A partir do início dos anos 1980, várias foram as publicações acerca de resultados da terapia antibiótica para o tratamento da PBE7 44, verificando-se que as ampicilinas não apresentavam a eficácia esperada e as cefalosporinas de 1a geração quando associadas aos aminoglicosídeos aumentavam o percentual de nefrotoxicidade4 . Devido ao desenvolvimento de insuficiência renal com a utilização desses antibióticos, atualmente preconiza-se o uso das cefalosporinas de 3a geração, por via endovenosa, como as drogas de primeira escolha no tratamento do episódio agudo da PBE10 33. Vários esquemas posológicos foram utilizados, com variações de 4g a 8g nas 24 horas por tempo de 7 a 10 dias, com mínimo de 5 dias de tratamento26 30. Nos ensaios clínicos controlados a eficácia deste esquema terapêutico tem variado de 85% a 95%. Na prática clínica, quando do tratamento de pacientes não selecionados, verificamos resposta terapêutica eficaz em torno de 70% dos casos5. A mudança do esquema terapêutico, a partir dos resultados de cultura do líquido ascítico ou sangue, se faz necessária principalmente quando o germe isolado for Gram+, sendo indicado fazer associações ou trocar o antibiótico de acordo com a sensibilidade do germe. Salientamos, ainda, que pacientes com PBE não complicada, isto é, na ausência de choque séptico, hemorragia digestiva alta, encefalopatia hepática, íleo ou dosagem de creatinina sérica maior que 3mg/dl, podem receber tratamento por via oral, utilizando-se ofloxacina na dose de 400mg a cada 12 horas23 ou ciprofloxacina42.
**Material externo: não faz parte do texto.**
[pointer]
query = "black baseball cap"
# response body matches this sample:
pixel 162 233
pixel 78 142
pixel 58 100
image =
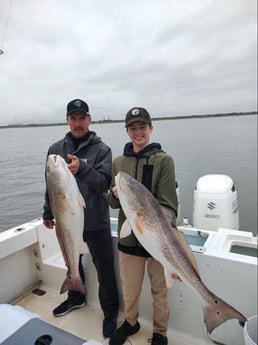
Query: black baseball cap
pixel 137 114
pixel 77 105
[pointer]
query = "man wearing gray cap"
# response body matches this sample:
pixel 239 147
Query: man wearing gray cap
pixel 90 161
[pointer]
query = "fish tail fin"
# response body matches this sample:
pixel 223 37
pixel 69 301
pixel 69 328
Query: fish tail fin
pixel 218 311
pixel 74 285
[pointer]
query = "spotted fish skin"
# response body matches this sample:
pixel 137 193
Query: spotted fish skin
pixel 169 246
pixel 67 206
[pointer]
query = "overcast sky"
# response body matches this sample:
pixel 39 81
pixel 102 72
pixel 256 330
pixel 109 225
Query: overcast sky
pixel 174 57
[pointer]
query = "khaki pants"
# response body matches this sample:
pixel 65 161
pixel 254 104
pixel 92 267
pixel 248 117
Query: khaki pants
pixel 132 273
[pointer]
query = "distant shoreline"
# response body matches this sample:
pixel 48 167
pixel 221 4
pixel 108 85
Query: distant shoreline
pixel 183 117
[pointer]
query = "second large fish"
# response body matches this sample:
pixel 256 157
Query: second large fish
pixel 169 246
pixel 67 206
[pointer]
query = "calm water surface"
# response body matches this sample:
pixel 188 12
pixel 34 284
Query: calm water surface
pixel 223 145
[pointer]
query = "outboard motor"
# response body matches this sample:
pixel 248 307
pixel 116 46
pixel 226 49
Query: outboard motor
pixel 178 219
pixel 215 203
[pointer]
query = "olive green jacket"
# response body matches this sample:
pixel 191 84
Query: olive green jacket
pixel 155 169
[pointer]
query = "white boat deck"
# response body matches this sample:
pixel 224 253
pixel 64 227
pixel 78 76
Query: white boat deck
pixel 30 258
pixel 85 322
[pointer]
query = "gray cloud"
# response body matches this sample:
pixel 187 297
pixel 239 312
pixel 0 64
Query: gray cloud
pixel 173 57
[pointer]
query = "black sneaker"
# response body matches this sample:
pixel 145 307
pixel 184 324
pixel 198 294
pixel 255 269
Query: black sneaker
pixel 124 331
pixel 158 339
pixel 109 326
pixel 67 306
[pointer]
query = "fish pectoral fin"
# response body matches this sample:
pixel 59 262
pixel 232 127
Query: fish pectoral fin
pixel 187 250
pixel 125 229
pixel 84 249
pixel 81 201
pixel 138 223
pixel 169 279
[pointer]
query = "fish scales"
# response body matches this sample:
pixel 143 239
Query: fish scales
pixel 67 206
pixel 169 246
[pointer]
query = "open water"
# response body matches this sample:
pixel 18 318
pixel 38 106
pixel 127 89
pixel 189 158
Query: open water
pixel 199 146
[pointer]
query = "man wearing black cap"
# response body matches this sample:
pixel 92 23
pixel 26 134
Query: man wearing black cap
pixel 90 160
pixel 150 165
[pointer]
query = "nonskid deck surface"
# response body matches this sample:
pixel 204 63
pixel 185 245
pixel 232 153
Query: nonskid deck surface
pixel 85 322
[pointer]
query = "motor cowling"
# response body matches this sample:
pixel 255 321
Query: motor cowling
pixel 215 203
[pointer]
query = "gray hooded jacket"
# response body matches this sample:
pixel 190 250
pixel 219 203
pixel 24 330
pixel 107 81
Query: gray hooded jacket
pixel 93 177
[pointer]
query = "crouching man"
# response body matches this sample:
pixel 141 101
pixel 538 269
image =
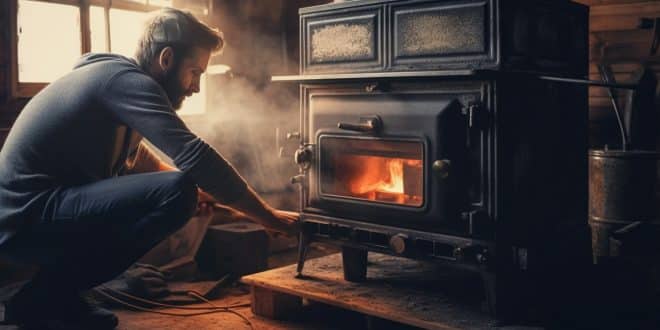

Recentemente, verificou-se que o tratamento da PBE com cefalosporinas de 3a geração associada à infusão de altas doses de albumina por via endovenosa (1,5g/kg) como expansor plasmático, proporcionava menor incidência de alterações renais (10%) quando comparado ao tratamento isolado com a cefalosporina (33%), e reduzia a taxa de mortalidade hospitalar de 29% para 10%38. Este único trabalho da literatura precisa ser confirmado por outros grupos, sendo necessário avaliar se doses menores de albumina ou o uso de outros expansores plasmáticos seriam igualmente eficazes em prevenir insuficiência renal. Nosso grupo apresentou recentemente estudo retrospectivo, com controle histórico, no qual o uso de albumina humana na dose de 20g/dia por 5 dias concomitante ao esquema terapêutico tradicional da PBE não ocasionou diminuição significativa nos índices de insuficiência renal ou mortalidade5.

Prevenção da recorrência infecciosa. A recorrência da PBE é comum nos pacientes cirróticos com ascite que sobrevivem ao primeiro episódio, verificando-se uma probabilidade de reinfecção de 40-70% em um ano35 43. Portanto, entende-se por profilaxia secundária de longo prazo a atitude terapêutica para evitar novos episódios de infecção do líquido ascítico no cirrótico, sendo observado que o uso de norfloxacina na dose de 400mg/dia por via oral, continuadamente, diminui significativamente o percentual de recorrência no primeiro ano de 68% para 20%2 26 não alterando, entretanto, a taxa de sobrevida43.

O uso contínuo da norfloxacina provoca a descontaminação intestinal seletiva, por inibir o crescimento das bactérias Gram negativas aeróbicas, não alterando significativamente o restante da flora aeróbica e anaeróbica intestinal13 36. O antibiótico deverá ser administrado até o desaparecimento completo da ascite, realização do transplante hepático ou óbito12.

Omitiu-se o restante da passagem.